Multinationals including Apple, Microsoft and Vodafone haven’t carried out due diligence in investigating the sources of their cobalt, according to Amnesty
High-tech companies have failed to carry out due diligence to investigate the source of the cobalt in products such as smartphone batteries, with the result that many use minerals mined by child labourers working in life-threatening conditions, according to an investigation by Amnesty International.
In a joint investigation with African Resources Watch (Afrewatch), Amnesty said it traced cobalt mined by children and young adults in the Democratic Republic of the Congo (DRC) to three battery component manufacturers in China and South Korea who listed well-known names such as Apple, Microsoft, Vodafone, Daimler and Volkswagen as customers.

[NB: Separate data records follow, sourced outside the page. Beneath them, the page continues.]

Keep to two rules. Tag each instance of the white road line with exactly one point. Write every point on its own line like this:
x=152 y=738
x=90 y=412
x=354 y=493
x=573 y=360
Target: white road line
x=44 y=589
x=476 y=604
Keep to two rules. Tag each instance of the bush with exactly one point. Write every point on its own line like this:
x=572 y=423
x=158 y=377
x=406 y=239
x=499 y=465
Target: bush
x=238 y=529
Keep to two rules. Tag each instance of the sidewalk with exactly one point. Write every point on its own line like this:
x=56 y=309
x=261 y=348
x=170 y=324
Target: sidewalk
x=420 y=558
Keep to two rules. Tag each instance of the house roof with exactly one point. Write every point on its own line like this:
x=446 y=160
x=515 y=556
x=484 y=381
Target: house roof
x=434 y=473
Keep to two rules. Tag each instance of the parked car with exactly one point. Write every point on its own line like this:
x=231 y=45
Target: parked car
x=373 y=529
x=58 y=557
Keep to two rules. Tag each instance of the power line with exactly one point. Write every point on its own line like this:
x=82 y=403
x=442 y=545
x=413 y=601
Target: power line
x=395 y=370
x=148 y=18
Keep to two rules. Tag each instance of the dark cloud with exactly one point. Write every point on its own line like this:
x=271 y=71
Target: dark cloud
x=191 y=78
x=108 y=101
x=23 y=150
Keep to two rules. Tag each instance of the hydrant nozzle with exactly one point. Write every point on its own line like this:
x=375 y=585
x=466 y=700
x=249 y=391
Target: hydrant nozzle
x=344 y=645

Amnesty contacted 16 of the companies, and found that although some denied sourcing their cobalt in the mines in question, none could independently verify where the cobalt in their products comes from.

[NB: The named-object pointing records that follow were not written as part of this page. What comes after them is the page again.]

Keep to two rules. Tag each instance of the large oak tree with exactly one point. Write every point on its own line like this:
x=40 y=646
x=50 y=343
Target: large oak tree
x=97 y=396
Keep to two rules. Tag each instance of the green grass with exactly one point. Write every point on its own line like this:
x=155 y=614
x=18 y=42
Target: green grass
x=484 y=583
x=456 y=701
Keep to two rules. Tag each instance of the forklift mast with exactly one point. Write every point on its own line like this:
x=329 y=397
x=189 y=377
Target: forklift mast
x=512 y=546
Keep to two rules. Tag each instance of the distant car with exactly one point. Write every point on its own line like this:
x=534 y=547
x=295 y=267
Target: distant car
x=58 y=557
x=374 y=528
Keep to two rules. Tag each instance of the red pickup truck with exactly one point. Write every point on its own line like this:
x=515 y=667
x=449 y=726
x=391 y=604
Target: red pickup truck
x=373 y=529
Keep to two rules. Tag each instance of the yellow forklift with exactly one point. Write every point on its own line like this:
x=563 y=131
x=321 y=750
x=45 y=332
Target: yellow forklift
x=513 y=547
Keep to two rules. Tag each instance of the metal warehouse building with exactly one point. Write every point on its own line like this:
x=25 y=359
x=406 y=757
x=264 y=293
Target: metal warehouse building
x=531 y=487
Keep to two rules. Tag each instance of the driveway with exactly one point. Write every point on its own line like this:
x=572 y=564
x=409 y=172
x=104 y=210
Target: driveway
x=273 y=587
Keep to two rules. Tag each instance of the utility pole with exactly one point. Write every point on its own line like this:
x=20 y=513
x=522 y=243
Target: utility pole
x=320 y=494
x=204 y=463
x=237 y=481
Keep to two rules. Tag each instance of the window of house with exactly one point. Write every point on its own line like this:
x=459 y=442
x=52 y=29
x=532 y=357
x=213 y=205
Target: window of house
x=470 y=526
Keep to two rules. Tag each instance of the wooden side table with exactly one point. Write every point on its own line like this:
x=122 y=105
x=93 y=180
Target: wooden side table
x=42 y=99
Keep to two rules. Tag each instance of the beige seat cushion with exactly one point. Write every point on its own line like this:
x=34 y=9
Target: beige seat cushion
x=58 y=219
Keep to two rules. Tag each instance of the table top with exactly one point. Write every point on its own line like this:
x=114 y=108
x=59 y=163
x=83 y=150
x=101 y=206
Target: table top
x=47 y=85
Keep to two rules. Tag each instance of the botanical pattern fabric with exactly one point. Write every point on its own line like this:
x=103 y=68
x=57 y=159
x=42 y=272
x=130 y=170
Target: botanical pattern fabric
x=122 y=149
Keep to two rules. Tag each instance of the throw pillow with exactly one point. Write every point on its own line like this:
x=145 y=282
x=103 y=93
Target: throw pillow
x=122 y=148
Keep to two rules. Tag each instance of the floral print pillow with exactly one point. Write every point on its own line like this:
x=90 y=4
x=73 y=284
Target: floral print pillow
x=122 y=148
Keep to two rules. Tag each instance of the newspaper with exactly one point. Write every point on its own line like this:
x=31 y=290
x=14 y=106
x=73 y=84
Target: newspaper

“What is very worrying is that none of the companies that we identified through our research and named in investor documents could trace the cobalt they use in their products back to the mines where it originated,” said Amnesty researcher Mark Dummett in a statement. “Around half of all cobalt comes from the DRC, and no company can validly claim that they are unaware of the human rights and child labour abuses linked with mineral extraction in the region.”
Cobalt doesn’t fall under the US “conflict minerals” legislation that regulates the extraction and sale of other minerals such as gold, tin and tungsten, meaning companies don’t apply the same due diligence practices to it.
Vodafone and Microsoft, for instance, said they were not aware of the origin of the cobalt they used due to its distance from them in the supply chain, but Amnesty pointed out that such a response wouldn’t be acceptable under the rules governing “conflict minerals”.
Vodafone, Amnesty said in the report, “draws a distinction between its supply chain due diligence practices as conducted for 3T (tin, tungsten and tantalum) and gold and practices, if any, that would be carried out for cobalt.”
Other companies, such as Apple and HP, said they were evaluating Amnesty’s claims and would take action if required.
Around 20 percent of the cobalt exported by DRC comes from mines in the southern part of the country. Unicef estimated in 2012 that there were 40,000 children working in mines in that part of the country, many involved in extracting cobalt.
Amnesty called on multinational companies to investigate their supply chains for lithium-ion batteries to check for child labour or other labour abuses.
Apple has in recent years been accused of labour abuses in the manufacture of high-profile products such as the iPad and the iPhone in China. Most recently the company was the subject of a 2014 BBC Panorama investigation into conditions on an iPhone 6 production line at the Pegatron factories on the outskirts of Shanghai.